I never expected her to come and see me off – I’d tucked that hope away somewhere in the back between the towels and old linen – but when I heard the unmistakable sound of her unruly run, my heart leapt; and as she voiced my name – a shout verging on a scream – I ran towards her flaying arms.
‘Sorry I’m late,’ said Jenny Penny, breathing hard. ‘It was my hair.’
We stood quietly looking at each other, frightened of speaking in case our words might wound.
‘I’ve got new shoes,’ she said finally in between quiet sobs.
‘They’re so nice,’ I said, and I held her hand. They were red with small white daisies positioned on the toe, and I really liked them; they were the best shoes I’d ever seen her wear and I told her so.
‘I wore them specially to show you,’ she said.
‘I know you did.

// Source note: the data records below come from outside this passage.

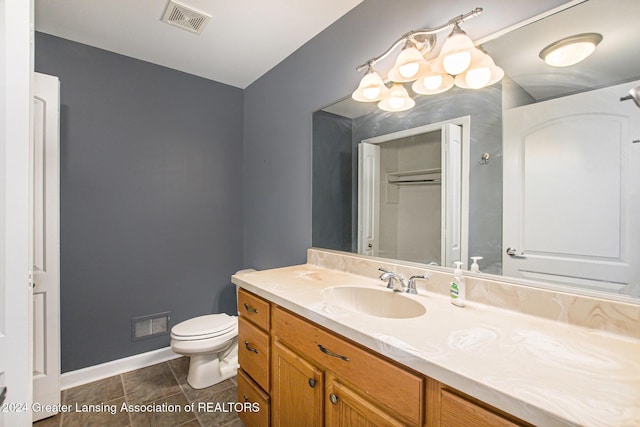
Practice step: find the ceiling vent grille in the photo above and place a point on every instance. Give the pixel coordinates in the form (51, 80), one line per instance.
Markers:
(185, 17)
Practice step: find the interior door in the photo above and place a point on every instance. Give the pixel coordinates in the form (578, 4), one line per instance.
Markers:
(571, 197)
(451, 224)
(46, 243)
(368, 198)
(15, 294)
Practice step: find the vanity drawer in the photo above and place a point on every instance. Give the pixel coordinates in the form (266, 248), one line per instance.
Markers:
(379, 379)
(248, 391)
(254, 308)
(254, 352)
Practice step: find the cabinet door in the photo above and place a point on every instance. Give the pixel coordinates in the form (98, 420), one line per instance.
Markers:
(456, 411)
(346, 408)
(297, 393)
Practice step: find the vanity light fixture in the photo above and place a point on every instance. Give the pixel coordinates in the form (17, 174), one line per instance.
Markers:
(570, 50)
(459, 63)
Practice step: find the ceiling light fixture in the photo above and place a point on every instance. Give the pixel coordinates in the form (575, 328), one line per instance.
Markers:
(459, 58)
(570, 50)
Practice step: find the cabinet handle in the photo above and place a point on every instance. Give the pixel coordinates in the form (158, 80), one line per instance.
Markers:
(331, 353)
(250, 309)
(248, 347)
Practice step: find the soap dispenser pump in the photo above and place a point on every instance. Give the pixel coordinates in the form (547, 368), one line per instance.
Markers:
(475, 267)
(457, 289)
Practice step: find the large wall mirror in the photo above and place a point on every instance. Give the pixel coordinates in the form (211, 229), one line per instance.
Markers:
(545, 182)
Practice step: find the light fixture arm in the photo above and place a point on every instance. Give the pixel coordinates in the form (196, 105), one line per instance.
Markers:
(411, 35)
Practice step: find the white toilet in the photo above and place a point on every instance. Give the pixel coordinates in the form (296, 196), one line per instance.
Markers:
(211, 342)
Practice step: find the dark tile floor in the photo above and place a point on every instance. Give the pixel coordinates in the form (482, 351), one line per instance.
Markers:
(165, 385)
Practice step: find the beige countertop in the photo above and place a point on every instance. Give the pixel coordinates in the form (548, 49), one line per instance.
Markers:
(543, 371)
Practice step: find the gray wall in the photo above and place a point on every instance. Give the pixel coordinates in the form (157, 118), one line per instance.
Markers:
(150, 197)
(279, 107)
(332, 170)
(484, 107)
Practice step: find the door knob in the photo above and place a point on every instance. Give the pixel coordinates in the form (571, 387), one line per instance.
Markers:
(514, 252)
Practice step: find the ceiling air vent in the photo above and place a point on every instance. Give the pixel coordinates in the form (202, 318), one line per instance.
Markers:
(185, 17)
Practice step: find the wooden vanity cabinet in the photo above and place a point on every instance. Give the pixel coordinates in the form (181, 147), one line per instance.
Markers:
(448, 407)
(354, 386)
(303, 375)
(297, 389)
(254, 357)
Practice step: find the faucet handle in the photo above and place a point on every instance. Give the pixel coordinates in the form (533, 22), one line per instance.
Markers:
(411, 286)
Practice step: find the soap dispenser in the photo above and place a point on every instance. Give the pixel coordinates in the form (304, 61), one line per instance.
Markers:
(475, 267)
(457, 289)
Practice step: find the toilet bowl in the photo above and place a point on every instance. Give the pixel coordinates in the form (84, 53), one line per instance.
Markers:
(211, 342)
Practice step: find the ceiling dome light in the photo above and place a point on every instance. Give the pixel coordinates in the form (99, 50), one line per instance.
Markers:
(397, 99)
(483, 72)
(371, 87)
(570, 50)
(410, 65)
(456, 51)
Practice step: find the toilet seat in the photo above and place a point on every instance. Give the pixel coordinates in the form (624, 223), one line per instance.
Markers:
(204, 327)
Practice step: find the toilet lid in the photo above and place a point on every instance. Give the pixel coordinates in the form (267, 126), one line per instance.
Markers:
(210, 325)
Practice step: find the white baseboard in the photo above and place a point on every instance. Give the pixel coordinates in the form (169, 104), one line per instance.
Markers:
(115, 367)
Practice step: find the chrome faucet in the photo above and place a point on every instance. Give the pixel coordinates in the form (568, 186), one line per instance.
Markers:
(392, 279)
(411, 286)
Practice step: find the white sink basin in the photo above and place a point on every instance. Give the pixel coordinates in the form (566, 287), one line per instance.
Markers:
(374, 302)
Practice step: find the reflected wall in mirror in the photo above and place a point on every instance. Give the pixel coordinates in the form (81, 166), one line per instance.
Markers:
(571, 205)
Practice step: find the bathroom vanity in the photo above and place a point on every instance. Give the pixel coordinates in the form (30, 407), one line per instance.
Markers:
(513, 356)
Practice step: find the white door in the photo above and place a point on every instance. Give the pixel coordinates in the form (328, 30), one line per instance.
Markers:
(368, 198)
(15, 105)
(571, 190)
(46, 243)
(451, 195)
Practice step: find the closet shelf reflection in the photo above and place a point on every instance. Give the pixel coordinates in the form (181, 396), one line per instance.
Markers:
(416, 177)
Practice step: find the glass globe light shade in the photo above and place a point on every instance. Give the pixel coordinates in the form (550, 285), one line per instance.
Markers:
(371, 88)
(410, 65)
(397, 99)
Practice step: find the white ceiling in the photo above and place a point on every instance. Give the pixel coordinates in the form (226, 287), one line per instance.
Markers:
(243, 40)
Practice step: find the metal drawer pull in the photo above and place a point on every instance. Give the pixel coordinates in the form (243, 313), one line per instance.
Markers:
(330, 353)
(250, 309)
(246, 344)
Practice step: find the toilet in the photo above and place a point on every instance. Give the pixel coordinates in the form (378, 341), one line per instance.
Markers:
(211, 342)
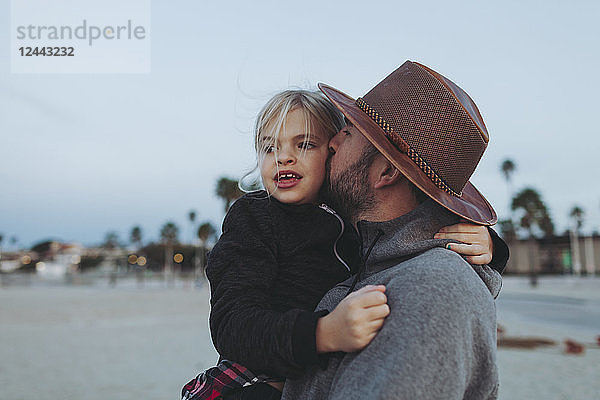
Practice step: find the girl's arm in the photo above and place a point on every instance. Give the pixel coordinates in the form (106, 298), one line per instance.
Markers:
(480, 244)
(241, 269)
(245, 329)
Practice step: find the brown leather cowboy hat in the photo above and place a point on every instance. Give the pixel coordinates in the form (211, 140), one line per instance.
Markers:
(428, 128)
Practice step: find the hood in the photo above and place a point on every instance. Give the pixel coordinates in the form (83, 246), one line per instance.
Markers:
(388, 243)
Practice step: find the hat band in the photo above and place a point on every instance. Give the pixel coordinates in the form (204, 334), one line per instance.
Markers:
(404, 147)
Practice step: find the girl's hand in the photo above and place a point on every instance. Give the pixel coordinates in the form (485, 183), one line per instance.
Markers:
(476, 243)
(354, 322)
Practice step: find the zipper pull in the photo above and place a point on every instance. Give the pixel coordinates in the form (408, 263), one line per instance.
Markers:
(328, 209)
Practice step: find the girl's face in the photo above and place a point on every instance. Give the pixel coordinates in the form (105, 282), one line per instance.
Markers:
(293, 168)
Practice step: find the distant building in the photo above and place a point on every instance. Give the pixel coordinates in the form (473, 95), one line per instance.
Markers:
(555, 255)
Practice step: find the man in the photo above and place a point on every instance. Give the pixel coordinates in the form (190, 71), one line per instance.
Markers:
(400, 171)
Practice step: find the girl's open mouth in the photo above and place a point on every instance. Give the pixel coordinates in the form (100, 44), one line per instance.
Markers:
(287, 179)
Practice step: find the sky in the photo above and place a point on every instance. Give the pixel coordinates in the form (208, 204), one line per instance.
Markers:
(85, 154)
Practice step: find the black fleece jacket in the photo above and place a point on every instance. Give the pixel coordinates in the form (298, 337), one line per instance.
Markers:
(269, 270)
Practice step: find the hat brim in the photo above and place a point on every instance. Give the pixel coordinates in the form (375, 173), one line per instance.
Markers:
(471, 205)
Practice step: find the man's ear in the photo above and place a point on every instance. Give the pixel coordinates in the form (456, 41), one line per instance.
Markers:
(388, 175)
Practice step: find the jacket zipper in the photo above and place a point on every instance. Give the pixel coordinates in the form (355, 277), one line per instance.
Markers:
(332, 212)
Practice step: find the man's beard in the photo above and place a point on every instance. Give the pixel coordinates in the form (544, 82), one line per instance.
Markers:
(350, 193)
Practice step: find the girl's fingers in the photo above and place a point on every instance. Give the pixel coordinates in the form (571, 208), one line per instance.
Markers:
(463, 228)
(467, 249)
(367, 289)
(370, 299)
(461, 237)
(479, 260)
(379, 312)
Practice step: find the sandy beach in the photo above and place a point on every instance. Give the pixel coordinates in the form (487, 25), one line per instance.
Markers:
(96, 342)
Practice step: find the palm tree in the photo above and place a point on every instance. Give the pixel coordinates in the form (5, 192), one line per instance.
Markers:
(228, 190)
(168, 235)
(192, 218)
(508, 167)
(576, 216)
(111, 240)
(135, 237)
(535, 216)
(205, 232)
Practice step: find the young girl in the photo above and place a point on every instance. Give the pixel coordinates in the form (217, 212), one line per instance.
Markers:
(281, 250)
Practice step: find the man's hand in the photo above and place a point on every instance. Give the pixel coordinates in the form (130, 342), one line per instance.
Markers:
(477, 244)
(354, 322)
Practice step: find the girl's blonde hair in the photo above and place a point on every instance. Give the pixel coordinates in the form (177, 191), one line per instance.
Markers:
(319, 114)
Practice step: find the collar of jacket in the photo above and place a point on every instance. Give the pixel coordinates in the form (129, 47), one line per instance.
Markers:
(403, 237)
(392, 242)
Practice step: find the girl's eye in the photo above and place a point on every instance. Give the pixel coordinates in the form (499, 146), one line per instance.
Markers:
(306, 145)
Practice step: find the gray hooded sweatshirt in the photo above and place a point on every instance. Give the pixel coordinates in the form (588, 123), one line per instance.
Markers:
(439, 341)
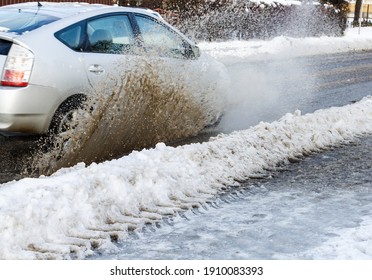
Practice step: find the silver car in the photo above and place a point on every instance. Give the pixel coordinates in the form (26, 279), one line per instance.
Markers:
(52, 53)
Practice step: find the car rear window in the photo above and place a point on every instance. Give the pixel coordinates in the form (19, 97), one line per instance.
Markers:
(20, 21)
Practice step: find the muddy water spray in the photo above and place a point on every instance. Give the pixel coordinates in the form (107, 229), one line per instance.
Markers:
(152, 103)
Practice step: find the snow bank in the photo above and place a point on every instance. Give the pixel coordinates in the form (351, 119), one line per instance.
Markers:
(80, 209)
(283, 47)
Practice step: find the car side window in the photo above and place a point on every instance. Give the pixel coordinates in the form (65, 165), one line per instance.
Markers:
(110, 34)
(159, 38)
(71, 36)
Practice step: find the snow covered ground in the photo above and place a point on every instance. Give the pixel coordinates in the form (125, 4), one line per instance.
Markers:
(80, 209)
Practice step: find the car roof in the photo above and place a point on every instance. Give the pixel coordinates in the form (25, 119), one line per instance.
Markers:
(66, 9)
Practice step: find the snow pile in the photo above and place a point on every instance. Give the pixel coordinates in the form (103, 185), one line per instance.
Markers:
(284, 47)
(80, 209)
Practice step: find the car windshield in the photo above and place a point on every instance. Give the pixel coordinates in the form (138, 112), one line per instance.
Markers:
(20, 22)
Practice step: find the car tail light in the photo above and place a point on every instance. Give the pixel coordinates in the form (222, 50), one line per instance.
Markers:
(18, 66)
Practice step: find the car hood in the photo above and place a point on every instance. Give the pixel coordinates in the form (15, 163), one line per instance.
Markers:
(8, 36)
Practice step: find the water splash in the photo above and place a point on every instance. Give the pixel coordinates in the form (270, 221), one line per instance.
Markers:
(156, 101)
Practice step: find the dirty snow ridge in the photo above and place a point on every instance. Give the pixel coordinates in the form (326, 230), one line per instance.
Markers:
(79, 210)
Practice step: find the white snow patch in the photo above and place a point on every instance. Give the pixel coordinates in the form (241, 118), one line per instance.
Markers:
(79, 209)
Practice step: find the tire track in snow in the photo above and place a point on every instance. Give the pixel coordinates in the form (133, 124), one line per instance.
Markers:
(79, 210)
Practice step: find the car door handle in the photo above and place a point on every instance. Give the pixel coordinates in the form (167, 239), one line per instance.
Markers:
(96, 69)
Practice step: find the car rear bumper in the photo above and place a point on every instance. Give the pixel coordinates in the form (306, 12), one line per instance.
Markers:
(27, 109)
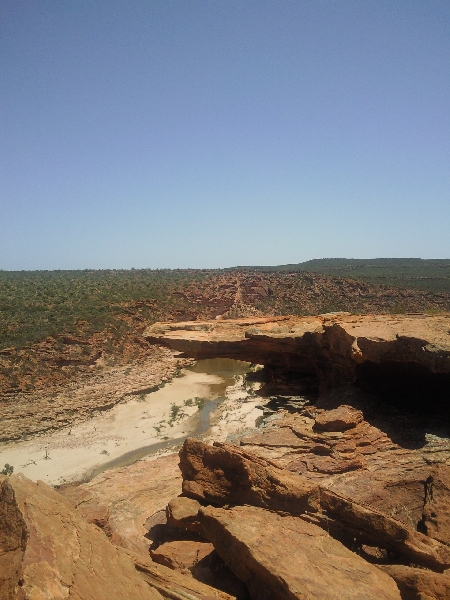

Thanks,’ I said, suddenly feeling wretched.
‘I don’t think we’ll ever see each other again,’ she said, looking up at me, her face red and blotchy from her tears.
‘Of course we will,’ I said, putting my arms around her and smelling the familiar scent of chips in her hair. ‘We’re linked,’ I said. ‘ Inextricably linked.’ (Something my brother had said about us the night before.)
And I was right. We would see each other again, but only the once – as children, anyway – before our lives diverged like rivers separating and carving across new terrain. But I didn’t know that as I waved to her from the car and shouted, ‘See you soon, I’ll miss you!’ I didn’t know that as I shouted, ‘You’re my best friend! Write to me!’ I knew none of that as I looked back and watched her and our street recede like the point of light in a tunnel, until the moment we turned the corner and she and it were gone. I felt the air sucked out of my lungs like life itself.
Trees surrounded us as we turned off the main road and left the holiday traffic to chug along in Bank Holiday formation. We followed the single-lane track down towards the river, veering sharply left then right, following raggedy signs that said Trehaven .
The late afternoon sun hadn’t lost its heat, and leaves from overhanging branches were dappled by its fractured intensity and flickered like broken mirrors onto my face. I breathed in this new air; it was damp; warm damp, and now and then I thought I could smell the sea, and could actually, because the tidal waters that fed the small river below were on the turn.
‘We’re nearly there,’ I whispered to my brother as I leant back into the car, and for the first time during the six-hour journey, he sat up, interested. He started to bite his nails.